ExcursionXR: Bringing adaptive XR into the classroom
How can classrooms become interactive learning environments?
This was one of the core questions behind ExcursionXR, an EU-funded project exploring how XR can support education in schools.The idea was to give teachers a way to create and use immersive learning experiences directly inside the classroom. Instead of moving students into a fixed virtual environment, ExcursionXR used the physical classroom as part of the experience.
2Sync contributed its auto-adaptive Mixed Reality technology to the project. By using spatial computing, XR content could adapt to the real room layout and make walls, open spaces, and physical structures part of the learning experience.
This approach is especially relevant for education. Schools do not have standardized rooms or dedicated XR spaces. Every classroom is different. For XR to work at scale, learning experiences need to adapt to these spaces without complex setup or manual reconstruction.
With ExcursionXR, we explored how room-independent XR can make immersive education more practical.

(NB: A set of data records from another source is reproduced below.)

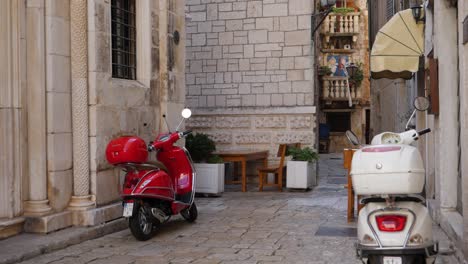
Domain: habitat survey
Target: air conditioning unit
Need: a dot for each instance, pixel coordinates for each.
(301, 174)
(209, 178)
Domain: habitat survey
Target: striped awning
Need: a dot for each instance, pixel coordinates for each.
(398, 46)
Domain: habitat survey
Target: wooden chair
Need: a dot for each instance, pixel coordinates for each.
(276, 169)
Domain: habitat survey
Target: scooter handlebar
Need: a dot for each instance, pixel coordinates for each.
(186, 132)
(424, 131)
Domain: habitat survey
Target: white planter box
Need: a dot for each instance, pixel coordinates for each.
(210, 178)
(301, 174)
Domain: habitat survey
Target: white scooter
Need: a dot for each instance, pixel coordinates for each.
(394, 226)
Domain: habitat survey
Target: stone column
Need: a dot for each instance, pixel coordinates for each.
(35, 16)
(81, 198)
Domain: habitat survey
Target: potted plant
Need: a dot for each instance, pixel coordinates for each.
(324, 71)
(301, 170)
(356, 78)
(209, 167)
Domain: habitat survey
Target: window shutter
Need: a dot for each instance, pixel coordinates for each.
(432, 84)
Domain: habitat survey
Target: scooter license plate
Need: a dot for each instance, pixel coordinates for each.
(392, 260)
(128, 209)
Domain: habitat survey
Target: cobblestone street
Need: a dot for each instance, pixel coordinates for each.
(252, 227)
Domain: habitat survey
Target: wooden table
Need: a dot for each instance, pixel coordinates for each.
(243, 156)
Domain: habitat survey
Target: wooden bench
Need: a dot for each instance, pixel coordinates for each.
(276, 169)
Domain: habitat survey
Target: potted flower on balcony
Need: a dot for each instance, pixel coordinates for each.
(301, 170)
(209, 167)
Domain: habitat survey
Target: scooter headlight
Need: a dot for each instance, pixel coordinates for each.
(416, 239)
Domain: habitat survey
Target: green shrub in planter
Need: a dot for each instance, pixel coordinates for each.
(201, 147)
(215, 159)
(305, 154)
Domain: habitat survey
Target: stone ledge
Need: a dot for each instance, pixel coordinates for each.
(48, 223)
(26, 246)
(11, 227)
(255, 111)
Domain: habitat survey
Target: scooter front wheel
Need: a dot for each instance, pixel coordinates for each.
(141, 223)
(190, 214)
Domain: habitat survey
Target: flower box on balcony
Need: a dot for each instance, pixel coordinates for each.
(341, 24)
(335, 88)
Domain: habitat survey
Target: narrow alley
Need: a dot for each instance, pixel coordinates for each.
(251, 227)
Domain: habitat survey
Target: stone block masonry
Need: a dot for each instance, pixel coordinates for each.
(245, 60)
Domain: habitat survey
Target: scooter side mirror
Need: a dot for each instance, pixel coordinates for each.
(421, 103)
(352, 138)
(186, 113)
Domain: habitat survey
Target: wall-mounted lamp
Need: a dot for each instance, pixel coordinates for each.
(417, 13)
(327, 3)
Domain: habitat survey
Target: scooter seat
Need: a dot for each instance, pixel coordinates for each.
(154, 165)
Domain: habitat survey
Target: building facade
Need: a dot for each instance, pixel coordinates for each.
(75, 74)
(249, 77)
(444, 81)
(343, 42)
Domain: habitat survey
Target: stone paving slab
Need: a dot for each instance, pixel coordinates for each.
(251, 227)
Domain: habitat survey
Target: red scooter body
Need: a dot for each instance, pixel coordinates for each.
(153, 191)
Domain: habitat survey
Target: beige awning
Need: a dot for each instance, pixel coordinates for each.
(397, 47)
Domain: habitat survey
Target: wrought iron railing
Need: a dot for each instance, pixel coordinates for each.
(336, 89)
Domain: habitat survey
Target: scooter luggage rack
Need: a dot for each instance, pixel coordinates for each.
(401, 198)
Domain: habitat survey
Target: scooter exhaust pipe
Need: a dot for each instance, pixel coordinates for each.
(159, 214)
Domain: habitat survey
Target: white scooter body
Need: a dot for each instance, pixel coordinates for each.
(381, 177)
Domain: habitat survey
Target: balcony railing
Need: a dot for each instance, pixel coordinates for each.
(336, 89)
(341, 24)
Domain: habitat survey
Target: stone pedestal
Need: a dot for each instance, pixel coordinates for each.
(81, 203)
(11, 227)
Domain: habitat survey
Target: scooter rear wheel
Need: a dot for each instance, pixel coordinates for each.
(406, 260)
(190, 214)
(141, 223)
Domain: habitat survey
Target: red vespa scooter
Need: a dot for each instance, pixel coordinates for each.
(154, 191)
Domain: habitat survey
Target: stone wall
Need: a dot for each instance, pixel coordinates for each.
(60, 106)
(249, 72)
(261, 129)
(338, 140)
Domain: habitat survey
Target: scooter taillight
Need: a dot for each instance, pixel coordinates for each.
(391, 223)
(131, 182)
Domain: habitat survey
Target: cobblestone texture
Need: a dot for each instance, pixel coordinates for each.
(252, 227)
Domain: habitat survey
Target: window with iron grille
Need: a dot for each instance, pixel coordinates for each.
(123, 39)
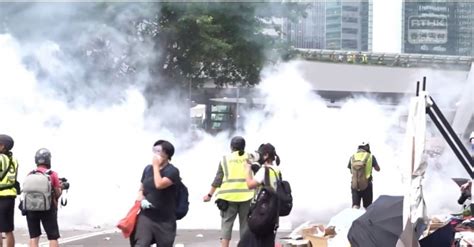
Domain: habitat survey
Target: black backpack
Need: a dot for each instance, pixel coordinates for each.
(263, 216)
(284, 194)
(182, 200)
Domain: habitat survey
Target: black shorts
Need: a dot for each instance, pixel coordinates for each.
(7, 212)
(366, 196)
(148, 232)
(49, 219)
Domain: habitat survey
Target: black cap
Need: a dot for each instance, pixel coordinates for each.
(237, 143)
(7, 141)
(43, 157)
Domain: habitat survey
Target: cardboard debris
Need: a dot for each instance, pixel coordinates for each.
(318, 235)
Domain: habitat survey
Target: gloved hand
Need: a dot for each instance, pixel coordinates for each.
(145, 204)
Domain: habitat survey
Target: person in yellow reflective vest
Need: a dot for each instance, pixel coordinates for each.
(233, 195)
(8, 189)
(365, 193)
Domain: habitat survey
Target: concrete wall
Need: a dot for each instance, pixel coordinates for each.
(377, 79)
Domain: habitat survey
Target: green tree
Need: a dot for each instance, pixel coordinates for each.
(227, 43)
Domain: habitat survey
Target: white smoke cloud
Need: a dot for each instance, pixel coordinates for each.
(102, 146)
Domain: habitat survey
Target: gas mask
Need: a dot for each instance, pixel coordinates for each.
(256, 161)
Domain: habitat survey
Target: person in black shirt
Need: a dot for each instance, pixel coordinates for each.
(157, 220)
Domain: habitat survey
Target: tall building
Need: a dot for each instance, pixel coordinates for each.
(334, 24)
(438, 27)
(309, 31)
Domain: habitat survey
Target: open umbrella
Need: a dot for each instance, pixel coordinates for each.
(442, 237)
(381, 225)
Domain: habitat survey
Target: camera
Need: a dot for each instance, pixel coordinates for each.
(255, 157)
(464, 196)
(64, 183)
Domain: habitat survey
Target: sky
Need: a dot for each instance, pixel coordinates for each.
(387, 26)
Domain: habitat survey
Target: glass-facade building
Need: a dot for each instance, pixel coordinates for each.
(334, 24)
(438, 27)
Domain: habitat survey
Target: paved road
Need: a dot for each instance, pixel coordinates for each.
(185, 238)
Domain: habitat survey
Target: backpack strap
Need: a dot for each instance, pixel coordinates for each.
(266, 180)
(277, 174)
(10, 164)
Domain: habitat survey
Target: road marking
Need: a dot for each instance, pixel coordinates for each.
(79, 237)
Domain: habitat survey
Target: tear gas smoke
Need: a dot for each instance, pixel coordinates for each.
(101, 145)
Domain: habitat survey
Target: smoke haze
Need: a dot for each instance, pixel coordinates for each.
(101, 134)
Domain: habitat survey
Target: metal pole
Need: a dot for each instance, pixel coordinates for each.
(237, 109)
(418, 88)
(450, 130)
(439, 125)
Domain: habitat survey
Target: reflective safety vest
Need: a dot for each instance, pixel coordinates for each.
(234, 186)
(8, 175)
(361, 155)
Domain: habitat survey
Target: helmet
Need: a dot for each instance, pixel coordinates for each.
(43, 157)
(237, 143)
(365, 146)
(7, 141)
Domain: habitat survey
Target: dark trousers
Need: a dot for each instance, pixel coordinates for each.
(365, 195)
(249, 239)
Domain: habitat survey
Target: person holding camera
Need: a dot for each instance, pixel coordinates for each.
(43, 181)
(8, 189)
(233, 196)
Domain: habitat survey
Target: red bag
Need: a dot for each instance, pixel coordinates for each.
(127, 224)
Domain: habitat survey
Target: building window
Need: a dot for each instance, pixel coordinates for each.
(350, 19)
(334, 26)
(350, 30)
(350, 8)
(349, 44)
(333, 35)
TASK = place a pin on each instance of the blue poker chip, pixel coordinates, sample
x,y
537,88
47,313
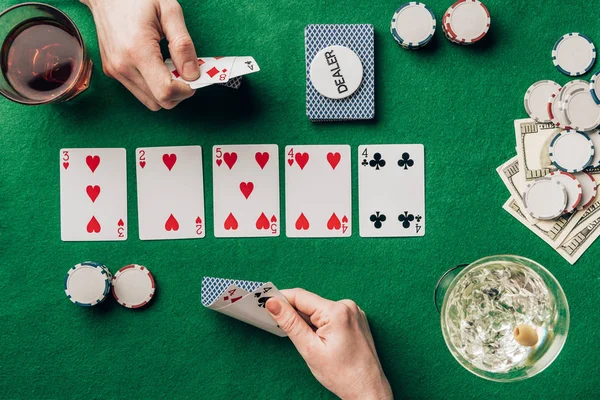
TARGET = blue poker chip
x,y
574,54
413,25
571,151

Teachers could build learning environments, while the underlying technology handled the adaptation to the physical space.
For us, the project was an important step in applying auto-adaptive Mixed Reality beyond entertainment. It showed how spatial computing and procedural generation can support scalable XR use cases in education – from interactive physics lessons to virtual museum experiences inside the classroom.
ExcursionXR demonstrated a simple but powerful idea: the classroom itself can become the learning environment.